We know Erykah Badu for her killer voice, her soulful blending together of funk, jazz, hip hop and R&B, her unique vogue (who could forget those head wraps?), and her naturally theatric mannerisms. Badu, ever a bundle of musical energy, put all of these qualities together Sunday night when she performed an exquisite set for the crowd at Level nightclub in South Beach.
With a lit stick of incense held in her teeth, the singer made her way onto the stage sporting a spectacular Afro wig (with a pick in it of course), sequined boots, and a denim artist’s apron. Then after settling comfortably between her drum machine and turntable, she proceeded to seduce the entire club and everyone in it with the kind of performance concertgoers long for.
She played two plus hours of music, including staples like “On & On” from her critically acclaimed first album, Baduism, and “Didn’t Cha Know” from her second, equally lauded album Mama’s Gun. Songs, reflections, drum beats, and dancing all melded beautifully together.
Part way through the show Badu suddenly tore off her Afro wig, uncovering her short, natural, twisted hair, singing the line, “This is how I look without makeup.” This segued into the song “Cleva.” Her songs broke into spoken word, fell under spells of percussion, and returned to song. Badu, always one to speak her mind, reserved time to ardently oppose war with Iraq, and voiced support for fellow artists and musicians -dubbing the concert the “Struggling Artists Tour.”
The audience was treated to a special appearance by soul legend Betty Wright, who accompanied Badu for the song called “A.D. 2000,” which pays homage to Amadou Diallou, who was shot dead by police in New York. Badu also revealed a new song from her eagerly anticipated third album, which is rumored to be near completion.
Recently, Erykah has earned kudos for a collaboration with eclectic hip hop artist Common on “Love of My Life (an ode to Hip Hop),” a hit track featured on the Brown Sugar soundtrack. Turntable by her side, Badu playfully spun tunes by artists like the Beastie Boys, NWA, Biggie Smalls and A Tribe Called Quest. She left the turntable and started rapping on her own, dabbling in a medley of classic hip hop songs including “Rapper’s Delight.” After one last song, she exited the stage.

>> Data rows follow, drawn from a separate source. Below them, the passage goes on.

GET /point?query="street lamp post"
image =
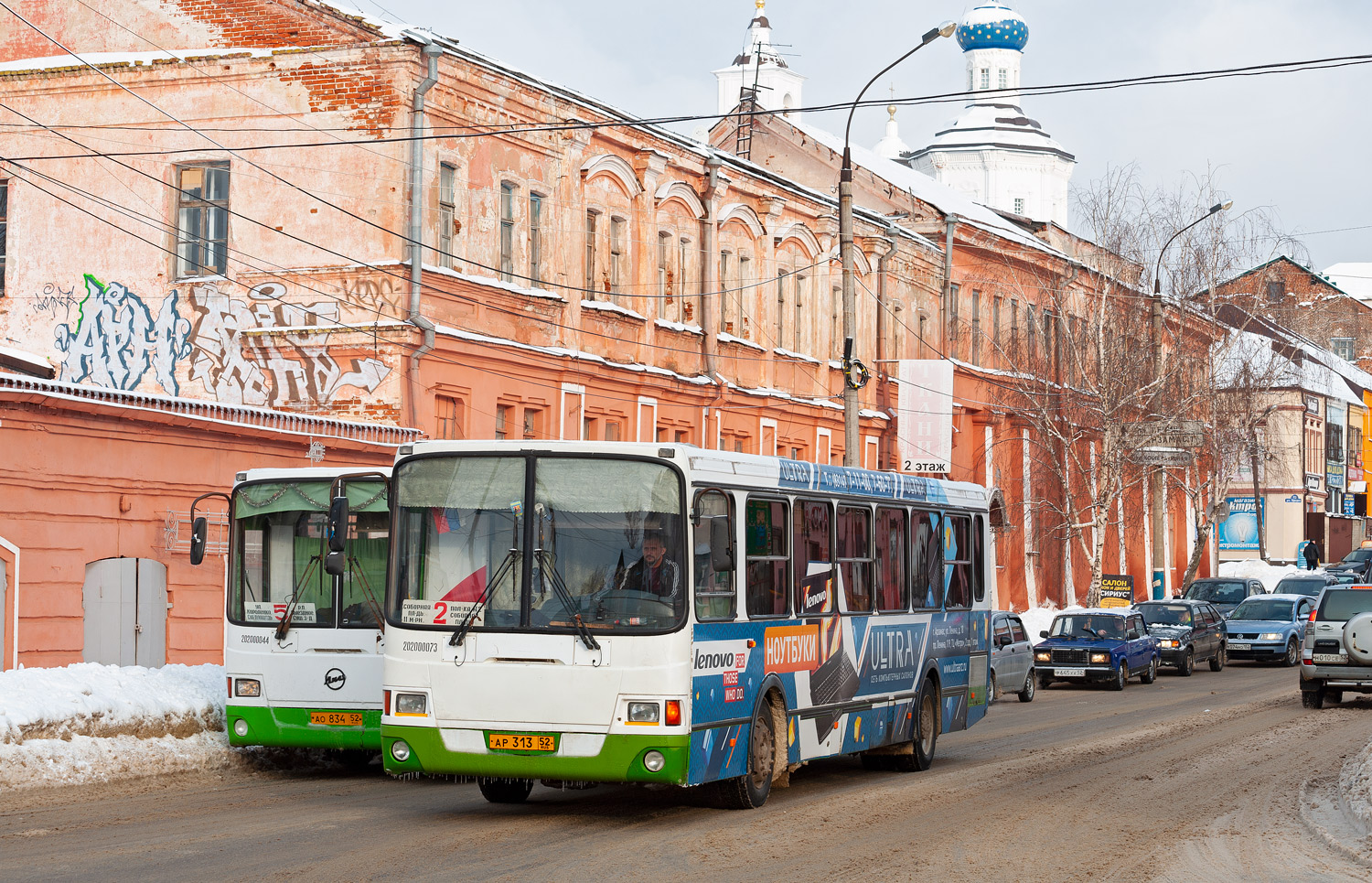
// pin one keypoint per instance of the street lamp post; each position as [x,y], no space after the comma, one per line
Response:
[845,254]
[1155,510]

During the encore, the audience clapped for her and chanted her name until she came back to the microphone for one last time, to croon “Bag Lady.” Glowing with energy, she danced, shooped, leapt into the air, and stood on her hands. She jumped off the stage and crowd surfed. All eyes were glued to her, this woman whose every move and every word emanated grace, authenticity and funkiness.